= Le Moulin Poetry Society =

Literary society in Taiwan, founded 1933

Le Moulin Poetry Society (Chinese: 風車詩社) was the first literary society in the Japanese rule period to advocate surrealism in Taiwan. It was established in October 1933 in Tainan, Taiwan, by poets such as Yang Chih-chang (楊熾昌). Regarding the origin of the name Le Moulin (“windmill”), Yang Chih-chang pointed out several explanations: first, the admiration for the windmill scenery in the Saline Land they often visited; second, the influence of the French theater "Le Moulin”; third, the belief that the Taiwanese poetry field needed to bring in new air and establish a new atmosphere.

The writing styles of the members of Le Moulin Poetry Society varied, but many of them had experiences studying in Japan during a time when the modernist poetry movement in Japan was flourishing. Consequently, they were greatly influenced. For example, Yang Chih-chang advocated that poetry is the embodiment of intellect and focused on creating surreal images with local characteristics. Another member of the poetry society, Li Chang-jui (李張瑞), was influenced by the styles of French poets Jean Cocteau and Paul Valéry. His works had a light rhythm and experimented with various poetic forms.

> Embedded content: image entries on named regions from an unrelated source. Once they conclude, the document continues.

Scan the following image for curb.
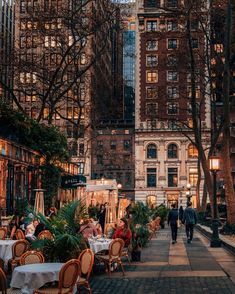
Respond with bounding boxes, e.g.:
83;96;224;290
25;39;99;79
196;224;235;255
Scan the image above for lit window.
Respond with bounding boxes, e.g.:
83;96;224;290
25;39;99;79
188;144;198;158
189;168;198;187
167;144;178;159
167;86;179;100
146;87;157;99
168;168;178;187
147;70;158;83
146;54;158;67
167;39;178;49
167;70;178;82
167;102;179;115
146;20;157;31
146;40;158;51
147;144;157;159
147;168;157;187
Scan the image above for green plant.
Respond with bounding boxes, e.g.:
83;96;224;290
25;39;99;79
32;201;87;262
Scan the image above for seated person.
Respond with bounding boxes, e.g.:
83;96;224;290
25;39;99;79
95;223;103;235
113;218;132;247
79;219;98;239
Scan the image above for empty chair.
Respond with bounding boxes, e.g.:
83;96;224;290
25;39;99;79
20;250;45;265
9;240;29;271
15;229;25;240
34;259;81;294
77;249;94;294
97;238;125;276
0;227;7;240
38;230;54;240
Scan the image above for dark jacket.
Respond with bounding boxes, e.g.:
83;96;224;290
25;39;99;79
183;207;197;225
167;208;178;225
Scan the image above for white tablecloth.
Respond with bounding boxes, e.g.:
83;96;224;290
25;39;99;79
88;238;112;254
0;240;17;267
10;263;63;294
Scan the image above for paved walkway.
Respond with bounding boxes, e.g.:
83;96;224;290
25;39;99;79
91;228;235;294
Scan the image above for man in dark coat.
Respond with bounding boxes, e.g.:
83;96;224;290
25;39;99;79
183;202;197;243
167;203;179;244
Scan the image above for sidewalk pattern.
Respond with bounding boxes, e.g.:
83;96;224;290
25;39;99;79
91;229;235;294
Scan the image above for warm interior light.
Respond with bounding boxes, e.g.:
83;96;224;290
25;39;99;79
209;156;220;171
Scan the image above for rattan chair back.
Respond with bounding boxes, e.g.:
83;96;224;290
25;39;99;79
15;229;25;240
0;227;7;240
78;249;94;280
0;268;7;294
20;250;45;265
58;259;81;293
38;230;54;240
12;240;29;259
109;238;125;258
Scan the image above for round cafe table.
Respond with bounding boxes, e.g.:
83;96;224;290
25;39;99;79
88;238;112;254
10;262;63;294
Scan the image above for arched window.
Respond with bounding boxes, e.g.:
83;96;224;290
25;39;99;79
146;195;157;208
188;144;198;158
147;144;157;158
167;144;178;158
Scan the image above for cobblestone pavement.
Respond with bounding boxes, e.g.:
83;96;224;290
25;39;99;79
88;228;235;294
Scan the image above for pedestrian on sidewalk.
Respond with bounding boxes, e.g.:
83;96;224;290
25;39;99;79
183;201;198;243
167;203;179;244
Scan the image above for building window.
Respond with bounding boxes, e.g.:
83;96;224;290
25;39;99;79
146;70;158;83
166;0;178;8
167;20;178;31
146;87;157;99
188;144;198;158
146;196;157;209
168;167;178;187
146;54;158;67
146;103;157;116
167;70;179;82
189;168;198;187
110;140;117;150
167;86;179;100
167;144;178;159
123;140;131;150
147;168;157;187
147;144;157;159
167;102;179;115
192;39;199;49
167;39;178;50
97;140;103;150
97;154;103;165
146;40;158;51
146;20;157;31
79;143;85;156
167;54;179;66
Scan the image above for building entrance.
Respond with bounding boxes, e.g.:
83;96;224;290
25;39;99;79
167;194;179;208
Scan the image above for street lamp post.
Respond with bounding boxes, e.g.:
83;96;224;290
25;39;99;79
209;156;221;247
186;183;192;205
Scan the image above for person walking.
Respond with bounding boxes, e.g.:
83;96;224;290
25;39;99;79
167;203;179;244
182;201;198;243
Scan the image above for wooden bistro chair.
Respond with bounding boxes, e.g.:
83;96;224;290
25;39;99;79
38;230;54;240
0;227;7;240
9;240;29;272
34;259;81;294
20;250;45;265
77;249;94;294
97;238;125;276
15;229;25;240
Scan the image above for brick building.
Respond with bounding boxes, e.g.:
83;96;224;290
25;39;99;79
135;0;211;207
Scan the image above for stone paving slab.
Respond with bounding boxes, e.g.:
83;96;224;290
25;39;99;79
90;277;235;294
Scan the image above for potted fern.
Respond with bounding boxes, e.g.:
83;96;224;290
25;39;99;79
32;201;87;262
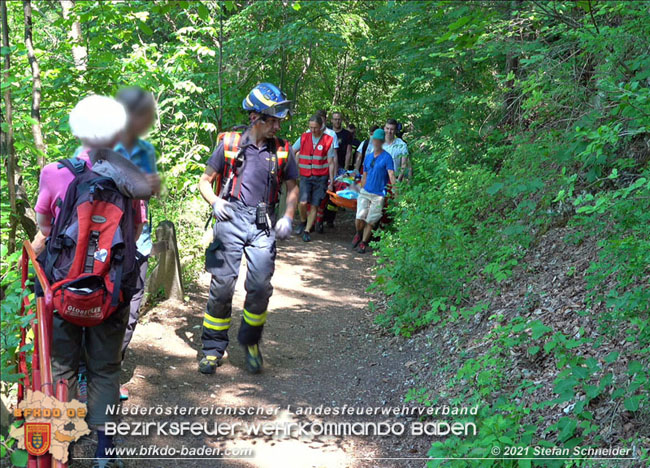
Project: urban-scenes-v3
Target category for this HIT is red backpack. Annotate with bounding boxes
[39,150,137,327]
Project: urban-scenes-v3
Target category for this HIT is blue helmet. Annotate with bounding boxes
[242,83,291,119]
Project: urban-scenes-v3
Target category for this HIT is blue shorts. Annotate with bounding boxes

The poetry society published the literary magazine Le Moulin in October 1933. It was an irregular publication, with 75 copies printed per issue. The content included poems, short stories, essays, and other works by the society members. The magazine had a total of four issues until December 1934. The story of this poetry society and its members was adapted into a documentary titled Le Moulin (日曜日式散步者). No. 26 of Taiwan Literature: English Translation Series (2010) is a special issue dedicated to Yang Chih-chang and Le Moulin poetry society.